Tout d’abord, à quel âge avez-vous commencé l’athlétisme ?

J’ai commencé l’athlétisme vers l’âge de sept ou huit ans.

Pourquoi vous êtes-vous dirigée vers ce sport ? Qu’est-ce qui vous a attiré dans cette discipline ?

C’est grâce à mes frères et sœurs. On a un grand écart entre mes frères et comme ils faisaient de l’athlétisme, on a continué ensuite avec eux.

Vous souvenez-vous du club de vos débuts ? Quels souvenirs en gardez-vous ?

Oui, je m’en souviens très bien ! C’était dans ma ville de naissance. J’étais au club de l’AC Saint-Joseph à la Réunion. C’étaient de très bons moments. A ce moment-là, c’étaient les retrouvailles avec les camarades, on s’amusait beaucoup. On avait vraiment tous hâte de se retrouver là-bas.

Pour vous, la course à pied était synonyme d’évasion ?

Oh oui, carrément ! Surtout d’où je suis originaire, c’est un bon moyen de s’évader, ça c’est clair.

A partir de quel moment avez-vous compris que vous aviez le niveau pour devenir professionnelle ?

A mes premiers résultats de Championnat de France. Mes premiers Championnats de France, je les gagne. C’était vraiment inattendu parce que je venais tout juste de débarquer. Je crois que j’étais huitième au bilan et puis je bats tous mes records ! Le premier championnat de France se passe bien. Le deuxième aussi. Donc on se dit qu’il y a peut-être quelque chose à faire…

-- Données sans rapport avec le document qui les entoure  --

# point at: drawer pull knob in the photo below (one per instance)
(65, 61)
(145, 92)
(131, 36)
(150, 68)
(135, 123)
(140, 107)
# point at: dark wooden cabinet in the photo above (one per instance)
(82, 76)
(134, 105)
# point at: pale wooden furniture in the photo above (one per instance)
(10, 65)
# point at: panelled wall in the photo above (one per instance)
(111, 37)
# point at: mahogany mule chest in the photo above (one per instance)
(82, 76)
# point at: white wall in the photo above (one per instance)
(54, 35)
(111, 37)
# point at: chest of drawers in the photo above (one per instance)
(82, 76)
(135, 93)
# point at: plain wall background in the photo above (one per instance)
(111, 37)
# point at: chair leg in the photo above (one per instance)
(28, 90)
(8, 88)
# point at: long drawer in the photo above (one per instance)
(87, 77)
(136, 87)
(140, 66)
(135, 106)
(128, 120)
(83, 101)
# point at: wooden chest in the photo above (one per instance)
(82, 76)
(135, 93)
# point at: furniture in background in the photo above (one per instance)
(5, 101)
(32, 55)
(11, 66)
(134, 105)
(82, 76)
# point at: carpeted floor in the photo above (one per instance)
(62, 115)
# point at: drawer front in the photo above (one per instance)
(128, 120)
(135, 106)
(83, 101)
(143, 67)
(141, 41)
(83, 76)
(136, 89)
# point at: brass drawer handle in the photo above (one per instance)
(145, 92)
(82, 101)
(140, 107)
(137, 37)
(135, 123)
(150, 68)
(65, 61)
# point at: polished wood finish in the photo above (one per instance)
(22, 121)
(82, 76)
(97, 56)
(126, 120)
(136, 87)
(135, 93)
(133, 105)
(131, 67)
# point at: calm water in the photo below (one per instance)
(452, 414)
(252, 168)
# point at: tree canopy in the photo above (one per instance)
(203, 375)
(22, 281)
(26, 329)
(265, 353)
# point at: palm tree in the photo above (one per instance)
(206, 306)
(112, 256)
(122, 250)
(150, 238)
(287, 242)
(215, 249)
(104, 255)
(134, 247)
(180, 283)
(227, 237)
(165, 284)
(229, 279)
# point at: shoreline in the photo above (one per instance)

Que vous procure la course à pied ? Par quelles sensations êtes-vous traversée au cours de vos différentes sorties d’entraînement ?

On traverse beaucoup d’émotions ! (Rires).

Au début, on est bien. Et puis après en fonction des séances, il y a beaucoup de souffrances aussi, on va au bout de soi-même. On essaye de dépasser ses limites et à la fin on est très content. Je suis souvent euphorique après, un peu dans un état second.

L’esprit de compétition a-t-il toujours été en vous, où vous l’a-t-on inculqué plus tard ?

L‘esprit de compétition, c’est quelque chose que j’ai dû apprendre. On m’a appris à être un peu plus une guerrière. C’est quelque chose qui se travaille, ça se passe dès l’entraînement. Il faut toujours tout donner. Et être à fond. Toujours essayer de s’améliorer. Même si on fait un exercice et que le chrono est bien, on va essayer encore de faire mieux tout le temps tout le temps. Et ne pas rester sur des acquis.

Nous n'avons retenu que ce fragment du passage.